Kunjungan tersebut dilakukan untuk memetakan kondisi kelembagaan koperasi, tata kelola usaha, pengembangan komoditas kopi dan kakao, penerapan agroekologi, hingga kesiapan menghadapi standar perdagangan internasional. Selain berdialog dengan pengurus koperasi, tim API meninjau gudang penyimpanan, unit pengolahan hasil, kebun anggota, serta berdiskusi dengan kelompok tani mengenai berbagai tantangan di lapangan.

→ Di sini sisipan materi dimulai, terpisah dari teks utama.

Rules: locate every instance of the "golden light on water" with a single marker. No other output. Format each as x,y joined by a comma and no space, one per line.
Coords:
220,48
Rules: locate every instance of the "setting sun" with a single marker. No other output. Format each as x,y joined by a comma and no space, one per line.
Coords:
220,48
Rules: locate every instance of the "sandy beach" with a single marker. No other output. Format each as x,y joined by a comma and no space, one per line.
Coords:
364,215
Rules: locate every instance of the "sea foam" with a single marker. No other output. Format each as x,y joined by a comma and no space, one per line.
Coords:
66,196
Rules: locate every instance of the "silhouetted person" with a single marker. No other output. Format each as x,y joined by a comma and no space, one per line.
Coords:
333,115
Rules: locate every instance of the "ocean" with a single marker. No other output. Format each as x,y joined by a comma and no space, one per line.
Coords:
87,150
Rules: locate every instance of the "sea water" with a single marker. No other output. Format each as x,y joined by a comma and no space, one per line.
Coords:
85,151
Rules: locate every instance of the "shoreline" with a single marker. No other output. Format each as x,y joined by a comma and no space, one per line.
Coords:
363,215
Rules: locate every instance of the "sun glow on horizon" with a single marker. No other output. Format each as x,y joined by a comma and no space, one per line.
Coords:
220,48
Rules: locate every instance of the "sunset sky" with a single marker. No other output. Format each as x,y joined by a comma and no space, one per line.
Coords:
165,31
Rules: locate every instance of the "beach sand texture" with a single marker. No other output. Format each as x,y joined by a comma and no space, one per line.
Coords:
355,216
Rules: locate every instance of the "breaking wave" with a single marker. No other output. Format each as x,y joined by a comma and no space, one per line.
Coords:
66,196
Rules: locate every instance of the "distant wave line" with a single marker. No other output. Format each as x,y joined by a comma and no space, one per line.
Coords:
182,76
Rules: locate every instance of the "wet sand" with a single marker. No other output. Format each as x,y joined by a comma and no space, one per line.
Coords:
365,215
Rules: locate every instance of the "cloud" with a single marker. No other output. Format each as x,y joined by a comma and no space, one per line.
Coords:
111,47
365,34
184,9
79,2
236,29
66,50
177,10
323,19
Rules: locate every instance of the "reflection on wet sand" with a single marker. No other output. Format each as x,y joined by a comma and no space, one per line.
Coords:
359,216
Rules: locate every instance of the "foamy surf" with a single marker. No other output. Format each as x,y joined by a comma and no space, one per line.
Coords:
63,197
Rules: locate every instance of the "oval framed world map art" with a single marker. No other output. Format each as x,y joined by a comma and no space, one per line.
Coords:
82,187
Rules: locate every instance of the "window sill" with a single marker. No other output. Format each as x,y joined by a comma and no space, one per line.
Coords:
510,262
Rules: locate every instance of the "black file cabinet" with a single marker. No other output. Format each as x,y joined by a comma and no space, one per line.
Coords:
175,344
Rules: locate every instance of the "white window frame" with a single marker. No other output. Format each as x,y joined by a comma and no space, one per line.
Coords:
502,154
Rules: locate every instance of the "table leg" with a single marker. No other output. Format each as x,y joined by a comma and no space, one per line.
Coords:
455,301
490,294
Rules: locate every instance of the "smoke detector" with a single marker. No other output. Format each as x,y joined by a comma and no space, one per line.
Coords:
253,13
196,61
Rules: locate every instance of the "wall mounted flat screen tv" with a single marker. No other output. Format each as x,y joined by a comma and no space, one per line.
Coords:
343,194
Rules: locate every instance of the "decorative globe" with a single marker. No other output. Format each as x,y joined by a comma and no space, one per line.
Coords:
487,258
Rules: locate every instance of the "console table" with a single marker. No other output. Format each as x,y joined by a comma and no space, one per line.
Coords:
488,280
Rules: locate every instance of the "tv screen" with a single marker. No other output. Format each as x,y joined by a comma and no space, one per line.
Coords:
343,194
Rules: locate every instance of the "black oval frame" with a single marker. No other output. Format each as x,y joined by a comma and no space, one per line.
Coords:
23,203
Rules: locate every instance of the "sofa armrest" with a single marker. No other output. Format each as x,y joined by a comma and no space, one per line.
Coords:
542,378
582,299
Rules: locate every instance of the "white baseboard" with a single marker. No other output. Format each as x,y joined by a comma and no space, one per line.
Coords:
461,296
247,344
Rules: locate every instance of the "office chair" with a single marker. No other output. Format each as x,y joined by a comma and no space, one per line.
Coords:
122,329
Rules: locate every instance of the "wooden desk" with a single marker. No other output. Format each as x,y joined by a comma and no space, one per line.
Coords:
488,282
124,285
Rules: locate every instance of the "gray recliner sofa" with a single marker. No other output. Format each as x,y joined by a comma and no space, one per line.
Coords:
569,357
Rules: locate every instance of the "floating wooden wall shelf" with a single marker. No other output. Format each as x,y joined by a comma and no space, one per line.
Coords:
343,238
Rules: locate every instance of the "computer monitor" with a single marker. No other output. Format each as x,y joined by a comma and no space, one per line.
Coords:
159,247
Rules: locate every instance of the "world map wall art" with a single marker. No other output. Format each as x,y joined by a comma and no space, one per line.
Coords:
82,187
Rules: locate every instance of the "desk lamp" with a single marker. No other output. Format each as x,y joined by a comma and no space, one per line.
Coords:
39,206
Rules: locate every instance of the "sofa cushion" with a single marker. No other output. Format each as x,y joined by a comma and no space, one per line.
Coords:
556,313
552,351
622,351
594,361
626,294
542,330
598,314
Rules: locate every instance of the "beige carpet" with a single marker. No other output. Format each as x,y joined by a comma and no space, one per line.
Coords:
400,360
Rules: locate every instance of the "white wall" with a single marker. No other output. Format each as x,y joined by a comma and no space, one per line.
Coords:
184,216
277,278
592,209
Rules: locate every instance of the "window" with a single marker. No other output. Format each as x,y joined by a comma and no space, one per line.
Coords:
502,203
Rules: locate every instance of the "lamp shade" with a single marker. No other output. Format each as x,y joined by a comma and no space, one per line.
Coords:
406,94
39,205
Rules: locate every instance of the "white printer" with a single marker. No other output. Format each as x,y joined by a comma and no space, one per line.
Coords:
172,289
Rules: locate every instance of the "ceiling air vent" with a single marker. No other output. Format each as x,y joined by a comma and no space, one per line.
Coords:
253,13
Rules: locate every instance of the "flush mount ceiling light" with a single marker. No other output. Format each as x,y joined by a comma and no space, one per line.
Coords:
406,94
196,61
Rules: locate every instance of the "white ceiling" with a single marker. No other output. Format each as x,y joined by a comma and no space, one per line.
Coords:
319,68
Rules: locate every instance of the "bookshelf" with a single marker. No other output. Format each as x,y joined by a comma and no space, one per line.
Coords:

Dari hasil pemantauan, API menilai koperasi anggota telah memperluas perannya sebagai penyedia layanan bagi petani. Berbagai koperasi kini tidak hanya memasarkan hasil panen, tetapi juga mendampingi anggota dalam budidaya, meningkatkan kapasitas petani, mengelola mutu pascapanen, memfasilitasi akses pembiayaan, hingga membangun jejaring perdagangan dengan pembeli nasional maupun internasional. Peran tersebut dinilai menjadi fondasi penting untuk memperkuat posisi tawar petani.
Meski demikian, setiap koperasi menghadapi tantangan yang berbeda sesuai karakter wilayah dan komoditas yang dikelola.
Di Koperasi Mitra Agribisnis Mandiri (MaMa), misalnya, fluktuasi harga kakao menyebabkan sebagian besar modal usaha tertahan dalam bentuk stok biji kakao. Untuk menjaga nilai ekonomi produk, koperasi memilih menunda penjualan dan menerapkan strategi perdagangan yang lebih hati-hati melalui transaksi bermodal kecil dengan perputaran yang lebih cepat. Koperasi juga mulai mendiversifikasi usaha melalui pengembangan peternakan, produksi pupuk organik, dan kemitraan baru guna mengurangi ketergantungan pada perdagangan kakao.
Sementara itu, Koperasi Benteng Alla di Enrekang menunjukkan penguatan tata niaga kopi berbasis kualitas melalui peningkatan mutu pascapanen dan hubungan yang lebih erat dengan petani anggota. Pengurus koperasi menilai peningkatan kualitas produk harus diikuti penguatan organisasi, peningkatan kapasitas sumber daya manusia, serta sistem pencatatan yang lebih baik agar mampu memenuhi tuntutan pasar terkait keberlanjutan dan ketertelusuran produk.
Di Toraja Utara, Koperasi PPKT Toraja menghadapi tantangan menjaga reputasi kopi Toraja di pasar internasional. Selain mempertahankan mutu produk, koperasi juga berupaya mendorong regenerasi petani, meningkatkan kemampuan adaptasi terhadap perubahan iklim, dan memenuhi berbagai standar perdagangan global. Upaya tersebut diperkuat melalui pendampingan teknis, pengembangan usaha, dan perluasan akses pasar bagi anggota.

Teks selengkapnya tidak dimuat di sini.